Cancel the prohibition against US residents traveling to Cuba, Robert Kennedy's daughter asks
By David Brooks in La Jornada 24/04/09


New York, April 23: At the end of 1963, Attorney General Robert F. Kennedy sought to cancel the prohibition on travel to Cuba, and now his daughter, Kathleen Kennedy Townsend, has said that President Barack Obama should consider this and support legislative initiatives to permit everyone in the US freely to travel to Cuba.


In official documents declassified by the National Security Archive research center, it is recorded that on December 12, 1963, less than a month after the assassaination of John F. Kennedy, Attorney General Robert F. Kennedy sent a message to Secretary of State Dean Rusk, urging that regulations prohibiting travel by US residents to Cuba, be withdrawn.... He was trying to reverse the prohibition on travel imposed by his brother's administration.

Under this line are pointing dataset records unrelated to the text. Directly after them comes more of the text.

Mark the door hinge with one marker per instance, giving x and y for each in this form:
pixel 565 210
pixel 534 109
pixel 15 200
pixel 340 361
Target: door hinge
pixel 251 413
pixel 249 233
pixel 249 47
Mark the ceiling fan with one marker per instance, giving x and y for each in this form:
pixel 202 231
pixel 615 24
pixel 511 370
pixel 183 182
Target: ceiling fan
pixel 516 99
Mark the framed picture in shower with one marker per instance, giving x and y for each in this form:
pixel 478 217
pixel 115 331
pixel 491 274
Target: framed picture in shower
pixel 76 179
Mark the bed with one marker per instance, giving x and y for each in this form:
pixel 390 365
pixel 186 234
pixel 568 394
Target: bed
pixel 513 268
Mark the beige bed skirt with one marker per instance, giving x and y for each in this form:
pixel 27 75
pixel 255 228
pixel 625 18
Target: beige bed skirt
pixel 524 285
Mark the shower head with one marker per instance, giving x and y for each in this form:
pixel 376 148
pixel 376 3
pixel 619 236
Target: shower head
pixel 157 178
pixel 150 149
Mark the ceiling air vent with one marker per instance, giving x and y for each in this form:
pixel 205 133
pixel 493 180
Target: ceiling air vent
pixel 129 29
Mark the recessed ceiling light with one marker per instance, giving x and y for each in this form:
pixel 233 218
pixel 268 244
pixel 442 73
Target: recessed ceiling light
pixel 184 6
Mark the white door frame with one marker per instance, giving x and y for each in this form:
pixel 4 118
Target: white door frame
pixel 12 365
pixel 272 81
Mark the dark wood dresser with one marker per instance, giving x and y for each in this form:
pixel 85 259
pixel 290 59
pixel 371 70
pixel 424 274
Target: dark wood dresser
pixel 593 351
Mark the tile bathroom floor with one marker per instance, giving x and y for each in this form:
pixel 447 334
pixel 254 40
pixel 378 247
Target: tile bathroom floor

Robert Kennedy argued that the prohibition violated US freedoms. According to the document, he asserted that the current restrictions on travel are inconsistent with traditional freedoms in the US.

But that position did not win the argument inside the administration of Lyndon B. Johnson; the State Department expressed the opinion that suspending the restrictions would be perceived as a weakening of the policy towards Cuba that formed part of a common effort by the United States and other republics of the Americas to isolate Cuba. The official documents can be consulted at http://www.nsarchive.org/


In an opinion piece by Kathleen Kennedy published today in the Washington Post, Robert Kennedy's daughter expresses her wish that her father's position should be adopted by Barack Obama's administration, and that it should be the position promoted by Attorney General Eric Holder, Jr., while the Obama administration considers its next step with Cuba, which should be to move beyond allowing only Cuban-Americans to travel freely to the island and should deal with the rights of all US residents, most of whom are not allowed to go to Cuba.


Kathleen Kennedy writes that, as Obama learned at last weekend's Summit, Latin American leaders adopted a common message on Cuba: now is the moment to normalize relations with Havana ... By continuing to try to isolate Cuba, they essentially said to Obama, Washington has only succeeded in isolating itself.


Thus, the niece of the President who tried to invade and overthrow the Cuban revolutionary government and impose the blockade, is joining a constantly growing chorus in favor of reversing those policies established fifty years ago.